When using `oneOf` with similar schemas, always include discriminating properties:


```yaml
# ❌ Ambiguous - both schemas could match the same data
oneOf:
  - type: object
    properties:
      title:
        type: string
      yearCreated:
        type: number
  - type: object
    properties:
      title:
        type: string
      acquisitionPrice:
        type: number
```


```yaml
# ✅ Clear discrimination
oneOf:
  - type: object
    properties:
      recordType:
        type: string
        enum: [artwork]
      title:
        type: string
      yearCreated:
        type: number
    required:
      - recordType
  - type: object
    properties:
      recordType:
        type: string
        enum: [acquisition]
      title:
        type: string
      acquisitionPrice:
        type: number
    required:
      - recordType
```

## Summary

**Prefer `oneOf` for predictable, unambiguous API schemas.**
Always include discriminating properties (like `type` fields with enum values) to ensure clear validation outcomes.

**Avoid `anyOf` for structural validation.** It creates parsing ambiguity and unpredictable tool behavior.
Instead, redesign your schemas to use `oneOf` with proper discriminating properties.

The rare valid uses of `anyOf` are for constraint validation (like password rules), not structural alternatives.

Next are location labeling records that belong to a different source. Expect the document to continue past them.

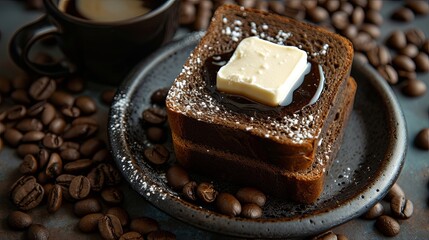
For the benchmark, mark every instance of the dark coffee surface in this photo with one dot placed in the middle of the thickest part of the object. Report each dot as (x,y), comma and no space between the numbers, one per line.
(64,225)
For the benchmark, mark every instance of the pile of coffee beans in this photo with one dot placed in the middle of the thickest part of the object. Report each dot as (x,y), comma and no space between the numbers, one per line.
(247,202)
(401,208)
(54,129)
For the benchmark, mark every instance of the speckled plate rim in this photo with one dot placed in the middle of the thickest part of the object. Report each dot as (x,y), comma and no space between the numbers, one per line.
(271,227)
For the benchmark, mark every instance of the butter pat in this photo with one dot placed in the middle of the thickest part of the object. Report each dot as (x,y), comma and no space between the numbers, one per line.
(262,71)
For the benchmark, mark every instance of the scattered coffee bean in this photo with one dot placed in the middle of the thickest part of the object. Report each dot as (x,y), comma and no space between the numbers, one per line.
(396,40)
(86,104)
(42,88)
(387,226)
(251,195)
(55,198)
(374,212)
(157,154)
(154,116)
(26,193)
(37,232)
(19,220)
(161,234)
(121,214)
(159,96)
(401,207)
(89,223)
(177,177)
(403,14)
(131,236)
(414,88)
(189,190)
(86,206)
(206,192)
(144,225)
(251,210)
(110,227)
(422,139)
(227,204)
(395,191)
(422,62)
(112,195)
(80,187)
(28,165)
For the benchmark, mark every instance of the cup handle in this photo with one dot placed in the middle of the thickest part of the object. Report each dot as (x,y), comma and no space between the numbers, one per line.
(24,39)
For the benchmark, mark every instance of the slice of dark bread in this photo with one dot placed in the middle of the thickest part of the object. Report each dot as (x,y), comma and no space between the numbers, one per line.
(207,133)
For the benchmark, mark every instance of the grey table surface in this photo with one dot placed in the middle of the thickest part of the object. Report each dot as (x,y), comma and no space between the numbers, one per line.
(414,177)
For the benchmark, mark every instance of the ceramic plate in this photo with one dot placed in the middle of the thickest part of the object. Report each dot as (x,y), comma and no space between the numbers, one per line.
(366,166)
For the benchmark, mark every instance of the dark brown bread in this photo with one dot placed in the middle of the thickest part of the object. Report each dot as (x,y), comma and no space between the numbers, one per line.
(280,149)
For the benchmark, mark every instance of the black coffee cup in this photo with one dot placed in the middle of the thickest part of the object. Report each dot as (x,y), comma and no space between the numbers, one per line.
(101,51)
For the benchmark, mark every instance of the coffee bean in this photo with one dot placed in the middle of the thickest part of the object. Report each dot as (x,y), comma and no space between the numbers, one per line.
(57,126)
(91,146)
(131,236)
(206,192)
(415,36)
(422,62)
(55,198)
(19,220)
(28,165)
(62,99)
(340,20)
(420,7)
(111,174)
(251,210)
(33,136)
(121,214)
(414,88)
(110,227)
(403,14)
(396,40)
(422,139)
(37,232)
(157,154)
(112,195)
(251,195)
(378,56)
(388,73)
(42,88)
(89,223)
(107,96)
(70,154)
(26,193)
(159,96)
(55,165)
(404,63)
(374,212)
(86,104)
(394,191)
(12,136)
(16,112)
(177,177)
(80,187)
(96,178)
(86,206)
(161,235)
(64,179)
(75,84)
(227,204)
(410,50)
(189,190)
(401,207)
(154,116)
(144,225)
(387,226)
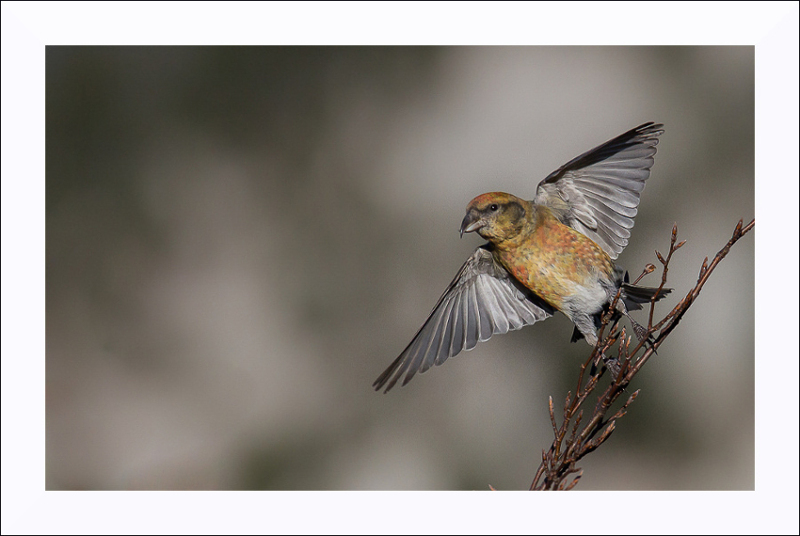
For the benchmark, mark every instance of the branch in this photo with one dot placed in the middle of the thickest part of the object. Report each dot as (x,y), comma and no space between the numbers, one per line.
(558,469)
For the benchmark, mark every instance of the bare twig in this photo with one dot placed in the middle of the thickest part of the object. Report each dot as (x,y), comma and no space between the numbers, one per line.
(559,461)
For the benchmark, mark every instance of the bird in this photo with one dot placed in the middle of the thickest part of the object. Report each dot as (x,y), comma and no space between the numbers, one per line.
(553,253)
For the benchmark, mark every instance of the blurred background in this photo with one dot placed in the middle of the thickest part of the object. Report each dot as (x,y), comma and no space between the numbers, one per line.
(240,240)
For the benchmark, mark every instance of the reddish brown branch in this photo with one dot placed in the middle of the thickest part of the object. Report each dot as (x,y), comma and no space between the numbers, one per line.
(559,461)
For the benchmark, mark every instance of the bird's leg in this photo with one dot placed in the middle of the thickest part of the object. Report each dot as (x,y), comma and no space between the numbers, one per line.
(638,329)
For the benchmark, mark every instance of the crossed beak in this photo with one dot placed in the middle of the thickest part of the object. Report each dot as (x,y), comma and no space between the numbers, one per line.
(471,222)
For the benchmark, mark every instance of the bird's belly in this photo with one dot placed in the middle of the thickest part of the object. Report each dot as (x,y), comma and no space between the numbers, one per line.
(564,277)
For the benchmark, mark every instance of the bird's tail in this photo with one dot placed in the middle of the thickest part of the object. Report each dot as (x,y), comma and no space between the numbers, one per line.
(635,296)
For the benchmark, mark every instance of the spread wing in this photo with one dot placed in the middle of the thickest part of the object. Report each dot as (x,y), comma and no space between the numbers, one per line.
(598,192)
(483,299)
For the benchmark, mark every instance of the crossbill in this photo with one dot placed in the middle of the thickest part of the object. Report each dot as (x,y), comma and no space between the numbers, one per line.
(554,253)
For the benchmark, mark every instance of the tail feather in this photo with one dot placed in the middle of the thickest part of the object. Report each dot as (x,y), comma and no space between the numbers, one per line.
(634,296)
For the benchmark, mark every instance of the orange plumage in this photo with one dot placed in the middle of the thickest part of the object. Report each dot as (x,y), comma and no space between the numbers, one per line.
(553,253)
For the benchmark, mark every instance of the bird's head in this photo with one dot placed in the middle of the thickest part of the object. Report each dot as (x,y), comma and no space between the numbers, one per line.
(495,216)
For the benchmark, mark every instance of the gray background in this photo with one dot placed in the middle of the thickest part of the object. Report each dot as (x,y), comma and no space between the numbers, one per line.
(239,240)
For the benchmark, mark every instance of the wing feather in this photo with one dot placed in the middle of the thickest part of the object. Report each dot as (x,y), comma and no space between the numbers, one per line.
(483,299)
(597,193)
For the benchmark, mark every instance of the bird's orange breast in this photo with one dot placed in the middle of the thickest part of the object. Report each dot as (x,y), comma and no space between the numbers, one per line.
(554,260)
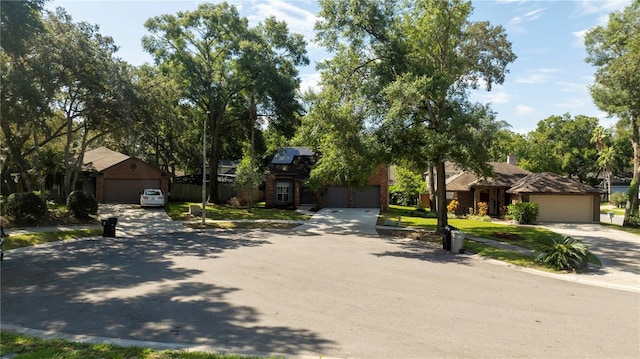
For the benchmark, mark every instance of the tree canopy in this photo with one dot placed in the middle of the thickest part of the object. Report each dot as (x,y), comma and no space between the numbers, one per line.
(222,65)
(614,50)
(408,67)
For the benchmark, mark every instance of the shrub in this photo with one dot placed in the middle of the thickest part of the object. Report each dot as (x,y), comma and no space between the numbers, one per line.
(483,208)
(619,199)
(565,254)
(452,206)
(633,219)
(25,207)
(235,202)
(524,212)
(82,204)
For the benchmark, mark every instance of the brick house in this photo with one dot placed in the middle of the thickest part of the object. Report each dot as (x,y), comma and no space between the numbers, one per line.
(286,185)
(469,189)
(114,177)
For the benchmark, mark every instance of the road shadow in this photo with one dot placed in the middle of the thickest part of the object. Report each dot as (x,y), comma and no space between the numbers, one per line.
(133,288)
(421,250)
(617,250)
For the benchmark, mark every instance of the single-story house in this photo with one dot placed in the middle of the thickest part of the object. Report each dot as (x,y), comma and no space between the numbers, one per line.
(559,199)
(470,189)
(114,177)
(286,185)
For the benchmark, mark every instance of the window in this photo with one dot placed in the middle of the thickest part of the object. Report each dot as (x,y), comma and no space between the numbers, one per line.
(283,192)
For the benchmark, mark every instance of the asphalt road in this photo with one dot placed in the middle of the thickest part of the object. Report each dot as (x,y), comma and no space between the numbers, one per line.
(311,294)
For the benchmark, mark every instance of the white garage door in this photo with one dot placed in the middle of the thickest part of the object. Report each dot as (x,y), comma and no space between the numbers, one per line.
(126,191)
(564,208)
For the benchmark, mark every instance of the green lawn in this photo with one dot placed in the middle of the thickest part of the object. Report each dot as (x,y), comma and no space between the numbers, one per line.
(28,347)
(530,237)
(32,239)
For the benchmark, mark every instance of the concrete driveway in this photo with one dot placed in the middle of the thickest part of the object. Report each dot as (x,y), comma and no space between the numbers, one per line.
(343,221)
(134,220)
(304,293)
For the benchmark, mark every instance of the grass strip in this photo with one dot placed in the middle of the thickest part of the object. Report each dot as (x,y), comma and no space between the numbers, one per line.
(32,239)
(29,347)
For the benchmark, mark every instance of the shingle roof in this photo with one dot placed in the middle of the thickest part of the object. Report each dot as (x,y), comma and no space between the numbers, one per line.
(101,158)
(505,175)
(285,155)
(550,183)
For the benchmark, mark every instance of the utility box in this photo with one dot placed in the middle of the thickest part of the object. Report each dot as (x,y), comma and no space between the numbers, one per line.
(109,227)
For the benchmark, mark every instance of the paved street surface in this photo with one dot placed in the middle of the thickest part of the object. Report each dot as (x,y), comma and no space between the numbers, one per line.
(618,251)
(305,293)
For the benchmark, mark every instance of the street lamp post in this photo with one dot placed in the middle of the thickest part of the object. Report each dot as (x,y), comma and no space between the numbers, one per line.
(204,167)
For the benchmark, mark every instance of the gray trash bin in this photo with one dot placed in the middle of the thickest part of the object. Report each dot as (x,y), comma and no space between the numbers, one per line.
(457,241)
(109,227)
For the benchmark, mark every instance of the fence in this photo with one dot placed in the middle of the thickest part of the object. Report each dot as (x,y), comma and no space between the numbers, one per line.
(193,192)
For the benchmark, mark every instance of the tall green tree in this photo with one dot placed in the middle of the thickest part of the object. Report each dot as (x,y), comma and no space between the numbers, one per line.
(562,145)
(88,83)
(208,52)
(336,127)
(23,79)
(411,64)
(614,50)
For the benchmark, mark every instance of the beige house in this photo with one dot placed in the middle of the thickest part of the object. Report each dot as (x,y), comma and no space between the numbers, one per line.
(114,177)
(469,189)
(559,199)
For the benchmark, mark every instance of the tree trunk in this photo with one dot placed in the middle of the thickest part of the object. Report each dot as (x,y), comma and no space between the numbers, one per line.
(39,178)
(432,188)
(213,160)
(441,195)
(632,204)
(253,117)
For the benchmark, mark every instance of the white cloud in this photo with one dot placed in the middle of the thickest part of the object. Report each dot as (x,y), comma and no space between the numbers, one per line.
(523,110)
(572,103)
(537,77)
(310,81)
(565,86)
(579,37)
(299,19)
(527,17)
(496,97)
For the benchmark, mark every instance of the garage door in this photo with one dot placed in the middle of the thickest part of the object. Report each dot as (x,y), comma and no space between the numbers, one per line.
(126,191)
(568,209)
(336,197)
(368,197)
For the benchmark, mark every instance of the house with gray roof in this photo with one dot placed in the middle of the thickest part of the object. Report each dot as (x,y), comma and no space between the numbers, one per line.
(286,184)
(470,189)
(114,177)
(559,199)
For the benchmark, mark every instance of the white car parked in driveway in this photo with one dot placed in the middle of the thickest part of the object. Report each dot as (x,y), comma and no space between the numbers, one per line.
(152,198)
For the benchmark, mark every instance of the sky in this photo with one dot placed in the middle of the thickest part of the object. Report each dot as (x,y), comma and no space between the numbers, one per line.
(549,77)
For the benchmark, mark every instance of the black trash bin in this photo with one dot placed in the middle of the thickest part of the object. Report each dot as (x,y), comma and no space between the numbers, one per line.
(446,237)
(109,227)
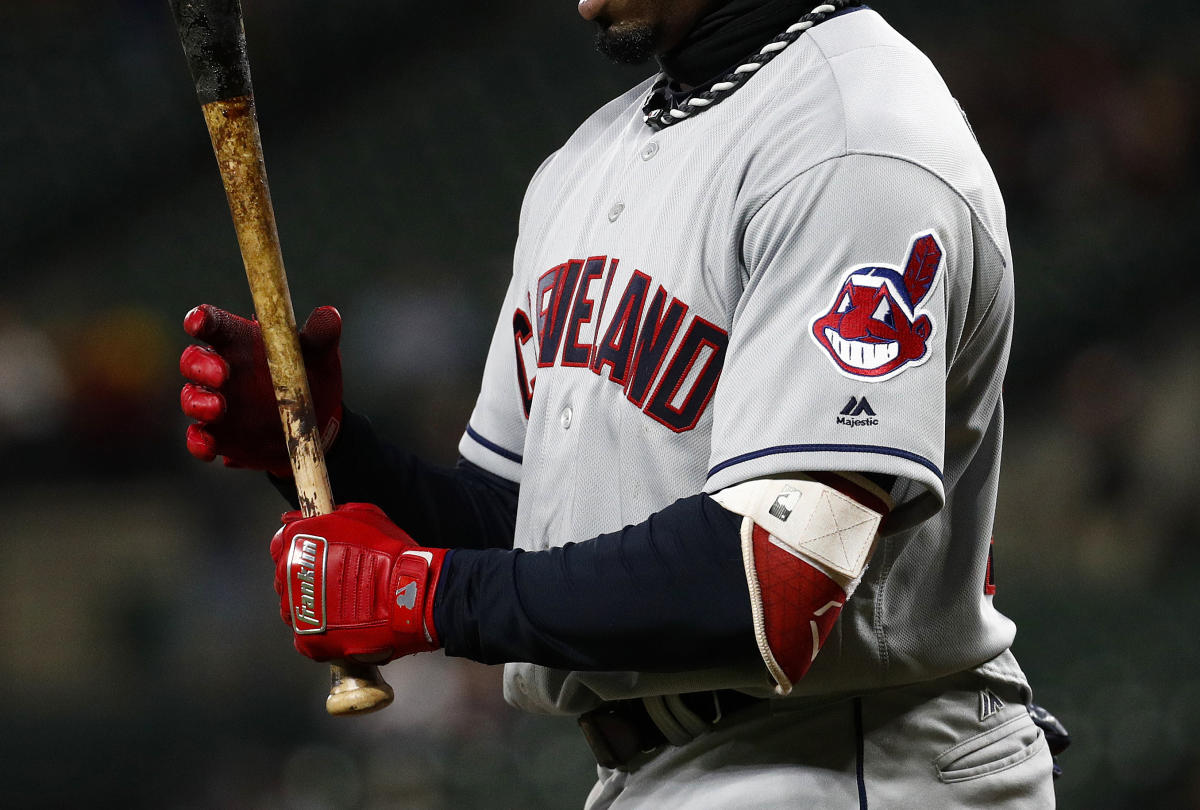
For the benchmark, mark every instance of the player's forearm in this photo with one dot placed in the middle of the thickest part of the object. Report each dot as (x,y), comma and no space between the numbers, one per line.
(667,594)
(461,507)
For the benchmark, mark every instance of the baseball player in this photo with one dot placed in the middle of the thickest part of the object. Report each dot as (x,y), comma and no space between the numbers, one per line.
(726,495)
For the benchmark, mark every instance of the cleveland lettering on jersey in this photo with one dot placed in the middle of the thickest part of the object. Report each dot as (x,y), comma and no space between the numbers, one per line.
(635,342)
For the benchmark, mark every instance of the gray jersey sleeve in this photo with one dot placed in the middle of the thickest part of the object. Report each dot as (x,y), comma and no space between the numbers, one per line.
(838,349)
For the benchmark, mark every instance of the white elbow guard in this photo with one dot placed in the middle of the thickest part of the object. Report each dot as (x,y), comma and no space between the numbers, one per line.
(805,546)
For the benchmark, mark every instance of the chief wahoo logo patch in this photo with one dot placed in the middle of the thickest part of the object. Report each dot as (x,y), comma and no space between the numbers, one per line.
(876,327)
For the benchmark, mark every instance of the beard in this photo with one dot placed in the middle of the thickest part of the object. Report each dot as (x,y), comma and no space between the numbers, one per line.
(630,43)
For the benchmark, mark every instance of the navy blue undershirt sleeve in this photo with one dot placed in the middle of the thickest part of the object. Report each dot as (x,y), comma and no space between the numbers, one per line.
(460,507)
(667,594)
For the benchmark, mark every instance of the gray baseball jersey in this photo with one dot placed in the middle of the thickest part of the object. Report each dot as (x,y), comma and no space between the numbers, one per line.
(813,275)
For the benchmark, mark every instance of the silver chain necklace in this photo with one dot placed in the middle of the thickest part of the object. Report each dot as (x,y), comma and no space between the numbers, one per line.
(661,111)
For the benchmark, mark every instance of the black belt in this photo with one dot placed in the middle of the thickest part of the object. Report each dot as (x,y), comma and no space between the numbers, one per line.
(619,731)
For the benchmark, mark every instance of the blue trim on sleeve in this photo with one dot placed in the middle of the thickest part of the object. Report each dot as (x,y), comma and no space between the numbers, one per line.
(491,445)
(828,448)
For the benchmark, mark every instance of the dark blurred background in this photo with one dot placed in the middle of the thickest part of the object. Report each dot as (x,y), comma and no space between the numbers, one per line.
(144,661)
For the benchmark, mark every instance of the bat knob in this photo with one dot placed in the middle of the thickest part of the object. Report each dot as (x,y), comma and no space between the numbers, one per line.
(357,689)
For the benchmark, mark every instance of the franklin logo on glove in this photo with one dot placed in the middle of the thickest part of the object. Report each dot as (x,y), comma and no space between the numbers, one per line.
(306,582)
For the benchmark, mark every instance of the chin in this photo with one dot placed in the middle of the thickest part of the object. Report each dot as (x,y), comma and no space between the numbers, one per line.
(627,43)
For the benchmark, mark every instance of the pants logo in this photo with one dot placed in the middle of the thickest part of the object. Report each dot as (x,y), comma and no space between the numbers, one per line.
(989,703)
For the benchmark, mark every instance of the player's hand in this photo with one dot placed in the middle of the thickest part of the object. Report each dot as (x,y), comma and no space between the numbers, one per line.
(229,391)
(354,585)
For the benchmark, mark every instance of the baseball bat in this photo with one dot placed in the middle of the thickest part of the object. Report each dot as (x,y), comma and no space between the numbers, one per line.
(215,45)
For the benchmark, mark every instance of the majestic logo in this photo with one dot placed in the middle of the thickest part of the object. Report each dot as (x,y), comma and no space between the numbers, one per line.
(857,407)
(858,413)
(306,583)
(875,328)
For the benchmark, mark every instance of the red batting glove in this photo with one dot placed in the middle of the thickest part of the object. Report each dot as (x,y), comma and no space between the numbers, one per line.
(353,585)
(229,391)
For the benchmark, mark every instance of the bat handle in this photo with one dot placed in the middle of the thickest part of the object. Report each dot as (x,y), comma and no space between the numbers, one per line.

Be aware of schema design anti-patterns:

- Reaching for `anyOf` when the real problem is poor schema structure
- Missing discriminating properties that create ambiguous `oneOf` schemas
- Forgetting that OpenAPI's default `additionalProperties: true` causes schema collisions
- Conflicting property definitions that make validation impossible


**When you think you need `anyOf`, step back and redesign your schema structure.**
Clear, discriminated unions with `oneOf` provide better developer experience and tool support.

The `oneOf` keyword may optionally use [OpenAPI's discriminator object](/learn/openapi/discriminator) for enhanced tooling support, but simple discriminating properties with enum values work perfectly well.
Both `oneOf` and discriminated unions work best with [reference objects](/learn/openapi/ref-guide).

Remember: **Predictable schemas lead to better APIs.** Choose clarity over perceived flexibility.